Fish Tacos
Serves 2-3 people
- 1 lb boneless/skinless fish fillets of your liking; rinsed in cold water and dried well with paper towels; cut into 1 inch cubes
- 1/4 tsp kosher salt
- 1/8 tsp ground pepper
- 1/4 tsp ground cumin
- 1/4 tsp ground coriander
- 1/4 tsp smoked paprika
- 1 tsp chopped garlic
- Olive oil
- soft corn or flour tortillas, soft taco size
- Toppings of your choice e.g. avocado or guacamole, shredded lettuce or cabbage, diced tomatoes and/or salsa, chopped onions, cilantro, squeeze of lime, hot sauce
Heat up a pan for the tortillas over medium heat.
Heat up a second pan over medium-high heat, add a drizzling of olive oil. When the pan is hot, add the marinated fish.

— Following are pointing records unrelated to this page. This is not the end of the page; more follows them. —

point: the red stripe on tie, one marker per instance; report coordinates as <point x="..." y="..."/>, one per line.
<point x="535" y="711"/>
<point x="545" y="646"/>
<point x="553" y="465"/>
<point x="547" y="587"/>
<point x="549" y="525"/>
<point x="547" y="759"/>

Cook the fish for about 2 minutes per side. Less if your fish is very thin and a little longer if it's a very thick cut. When it is done (should feel slightly firm to the touch), remove from the pan and set aside in a bowl.
Add one tortilla at a time to the other pan. About 30 seconds to 1 minute per side. You want them to just start browning but overheating them will make them crunchy and hard to fold into tacos.
Construct your tacos and serve immediately.